My exercise has been a bit inconsistent lately but for some reason I am fairly confident I can get that back on track. Yesterday afternoon I did an hour of Just Dance 4 and my husband joined me after a while. It was kind of funny in that it started off with me getting much higher scores (on dances that neither of us had done before) but as he warmed up and I got tired things changed. His score got closer, then on one dance he just beat me by a nose, then the next one by more, then finally by a lot. He has much better stamina than me, and my ability to follow new choreography goes sharply downhill when I run out of energy.
Anyway, I am not at all confident about my management of food. I was thinking today about when to start tightening control. Not right now, obviously. It is Jasmine's birthday tomorrow and so she got to choose the menu and activities for the day; French toast for breakfast, lunch at the food court and treats at a movie, lasagne for dinner with Vienetta ice cream for dessert. Her wish is my command. Then I can't start a diet straight after that because her party is on Saturday, with family staying for the weekend. I'll start after the weekend. In fact, the kids finally go back to school next Tuesday, so that would be a perfect day to stop eating junk and get into a routine.
Except that we have our regular D&D game and supper on Tuesdays.
If you let yourself think like that, there is always a great reason to delay taking control of your life. Valentine's Day in a fortnight, must eat chocolate! Then my sister-in-law's baby shower. Easter -- more compulsory chocolate! The Canberra Show. My cousin's wedding. Husband's birthday. There is something every couple of weeks, with regular Tuesday binges to fill in the gaps.
A friend (one of the D&D guys, who is quite fit and not overweight but who does binge in a major way on chocolate at Tuesday supper) is currently doing a low-carb diet in solidarity with his wife. I am not against low-carb diets per se, but their take on it seems quite odd to me. They are having very little fruit and vegetable, from what I can make out, and I think that is very unhealthy -- but I might be wrong about the vegetable, they might just have restricted choices. But more oddly, they have one "free" day a week when they eat as many carbs as they want. From all that I have read (and experienced) of low-carb, the first week or so is the worst as you fight through the withdrawal and cravings. So they are in a continual cycle of cravings, loading up on carbs just when they are nearly through the worst. I put this to my friend and he just said that it's just a short-term weight loss strategy, not a lifestyle change, and he is not trying to wean himself off carbs. This didn't seem to me to address the issue, but I let it go. That family has such different ideas about so many things, compared to my family, that I rarely understand their reasoning behind choices. If they are happy doing their diet, who am I to argue against it?

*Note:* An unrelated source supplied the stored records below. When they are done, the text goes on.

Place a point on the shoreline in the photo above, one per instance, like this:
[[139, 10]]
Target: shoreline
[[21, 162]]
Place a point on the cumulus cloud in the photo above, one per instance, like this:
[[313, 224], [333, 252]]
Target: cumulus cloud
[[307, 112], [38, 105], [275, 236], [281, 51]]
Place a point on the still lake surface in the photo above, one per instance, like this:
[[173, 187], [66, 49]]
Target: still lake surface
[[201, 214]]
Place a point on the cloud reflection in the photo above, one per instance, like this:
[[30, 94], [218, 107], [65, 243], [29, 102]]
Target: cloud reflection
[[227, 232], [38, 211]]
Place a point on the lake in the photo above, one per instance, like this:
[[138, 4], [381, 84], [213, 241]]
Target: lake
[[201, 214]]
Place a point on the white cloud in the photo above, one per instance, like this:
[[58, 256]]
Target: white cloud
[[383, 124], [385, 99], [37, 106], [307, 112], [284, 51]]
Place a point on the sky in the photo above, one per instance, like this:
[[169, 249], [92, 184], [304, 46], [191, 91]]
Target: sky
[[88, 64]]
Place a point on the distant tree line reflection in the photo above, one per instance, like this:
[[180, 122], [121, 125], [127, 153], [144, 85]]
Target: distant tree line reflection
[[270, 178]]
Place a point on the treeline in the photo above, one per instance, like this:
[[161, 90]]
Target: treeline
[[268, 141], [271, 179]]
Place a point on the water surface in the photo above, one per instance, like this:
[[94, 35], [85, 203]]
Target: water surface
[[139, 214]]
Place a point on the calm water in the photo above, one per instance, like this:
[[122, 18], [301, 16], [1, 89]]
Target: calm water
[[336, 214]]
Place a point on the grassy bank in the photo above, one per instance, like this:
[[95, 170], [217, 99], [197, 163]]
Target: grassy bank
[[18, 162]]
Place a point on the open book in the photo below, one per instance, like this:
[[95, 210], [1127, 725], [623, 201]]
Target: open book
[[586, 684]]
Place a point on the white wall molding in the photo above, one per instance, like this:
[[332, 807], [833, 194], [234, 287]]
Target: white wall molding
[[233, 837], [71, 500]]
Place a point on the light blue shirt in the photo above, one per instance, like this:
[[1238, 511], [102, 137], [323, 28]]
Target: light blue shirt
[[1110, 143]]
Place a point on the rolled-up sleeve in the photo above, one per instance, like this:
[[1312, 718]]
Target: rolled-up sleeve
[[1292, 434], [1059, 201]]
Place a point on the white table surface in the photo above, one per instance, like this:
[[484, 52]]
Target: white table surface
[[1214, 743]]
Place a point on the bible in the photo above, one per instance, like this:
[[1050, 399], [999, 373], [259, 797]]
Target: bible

I had a dream the other night, or rather early in the morning after Aiden had crawled into our bed for a cuddle then left again. Bob, the trainer from the US version of Biggest Loser, was trying to put me on a really weird and restrictive diet that I cannot now remember the details of. He was eating something that looked like a sausage but was apparently made of baked beans (or it might have been one huge baked bean) with a chutney made of charred eggplant (I obviously got the eggplant chutney from the previous nights episode of MasterChef). He was very insistent that his way was the only way to lose weight. I was nearly in tears as I argued with him. I laid out for him my idea of what a healthy diet was:
A small amount of lean protein with each meal.
Fruit for snacks.
2-3 serves of low-fat dairy a day.
Lots of water.
If only I could stick to that! I think I woke up before I talked Bob around to my way of thinking.